The Practical Limits of AI Reasoning
Investigating the concept of AI reasoning inside the context of the real-world task of scheduling student defenses for a capstone project
Thanks for joining our growing community of educators exploring AI in learning! With 200-300 new subscribers each week, you're now part of an important conversation about how AI is transforming education at all levels.
Everything we share remains freely available, though paid subscriptions help support our work. Questions about anything I cover? Just DM me - always happy to chat!
Nick
What Scheduling Student Defenses Taught Me About AI's Real Capabilities
In education circles, there's growing enthusiasm about AI's potential to transform how we work. Articles abound about AI writing assistants, content generators, and personalized learning tools. I've been increasingly impressed with AI's writing and editorial skills myself, which fed my perception that AI capabilities were advancing at a remarkable pace. But using AI for writing is one thing; testing its organizational, analytical, and logical capacities revealed a different story entirely.
The Challenge: A Real-World Test Case
At my school, we run a senior capstone program that begins halfway through junior year. Students select a topic of interest, study scholarly sources, write an annotated bibliography that evolves into a literature review, formulate research questions, conduct fieldwork, and design their own expression of research. The process culminates in April when students present their findings to a panel of 2-3 school staff members before giving a final presentation to the whole community.
Our school is small, but scheduling 40 student defenses in a single week—coordinating faculty, staff, and students to find available time and space—is an arduous task that seemed perfect for AI assistance. I decided to test one of the most powerful systems available to me: ChatGPT-o3, which is specifically touted for its logic and reasoning capabilities.
Setting Up the Experiment
If you follow AI experts like Lance Cummings, you know that working with AI for research and analysis requires meticulously curating your documents so the AI can effectively use your information.

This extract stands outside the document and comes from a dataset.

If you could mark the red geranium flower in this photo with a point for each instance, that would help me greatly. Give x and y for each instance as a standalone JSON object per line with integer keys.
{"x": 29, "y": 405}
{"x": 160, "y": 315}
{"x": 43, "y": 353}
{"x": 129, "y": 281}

I spent about an hour breaking down three different spreadsheets containing vital scheduling information.
Everyone involved in this project should know that I meticulously anonymized all my data. Student and faculty names were coded before entering them into an AI system. In educational settings, protecting student and faculty information is non-negotiable, especially when using external AI systems.
Student availability: For approximately 40 seniors, each with 2 free periods in an 8-period block schedule running on a 6-day cycle. For the 4-day defense week, each student had two opportunities to be scheduled in a particular free period.
Faculty/staff availability: Our generous faculty volunteered their free periods. Some offered 6-8 possible slots, others just 2-3. With a target of 2-3 faculty members per defense panel, we needed between 80-120 volunteer slots.
Room availability: Though I eventually removed this variable to simplify the process, it remained an important practical consideration.
After the anonymization process, I converted the spreadsheet information into straightforward lists of available periods for each coded participant.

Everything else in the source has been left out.